My rabbi’s Rosh Hashanah sermon this year concerned the important topic of healing the widening rifts in the Jewish community, which have broken out especially over the nuclear weapons deal with Iran. The problem he was talking about is not so much that there is disagreement about the advisability of this deal. Considering how troublesome and untrustworthy an adversary Iran has been, one would expect strong disagreements among supporters of Israel about how we should deal with that adversary.
Such disagreements wouldn’t be a particularly new thing among members of the Jewish community. As the rabbi pointed out, ferocious conflicts among factions of the Jewish community have existed from the time Joseph fought with his brothers, and on and on through the ages. The resolution and the continuation of these conflicts have defined and often strengthened the Jewish people. Quoting from the scholar Yehudah Bauer, “quarrels and disputes are the engine that drives [our] culture forward, backward or sideways. That is its elixir of life.” Or as the Rabbi said: “Add to the mix the fact that we Jews are by nature and nurture an edgy, argumentative, opinionated, critical, and self-critical lot, and the result is conflict.”

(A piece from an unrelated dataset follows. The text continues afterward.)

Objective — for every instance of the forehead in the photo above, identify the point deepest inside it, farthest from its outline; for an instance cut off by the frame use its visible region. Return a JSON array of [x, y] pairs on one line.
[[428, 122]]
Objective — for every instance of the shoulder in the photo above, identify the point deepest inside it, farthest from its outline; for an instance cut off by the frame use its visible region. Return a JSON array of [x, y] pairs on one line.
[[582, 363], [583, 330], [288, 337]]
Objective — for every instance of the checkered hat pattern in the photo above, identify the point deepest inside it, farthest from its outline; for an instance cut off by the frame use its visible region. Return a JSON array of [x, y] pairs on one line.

The danger does not lie in these endless disagreements; it lies with elements on each side of the debate who question the motives of those with whom they disagree. It lies with those who resort to violence instead of debate. And it lies with those who seek to drive conflicting voices out of the community.
We don’t have to agree all the time to preserve the unity of the community. We do have to treat those with whom we disagree as members of the same team, and recognize that all elements of this large, unruly Jewish community share common interests. Otherwise, we are in danger of losing the things that have defined and preserved the community in the first place.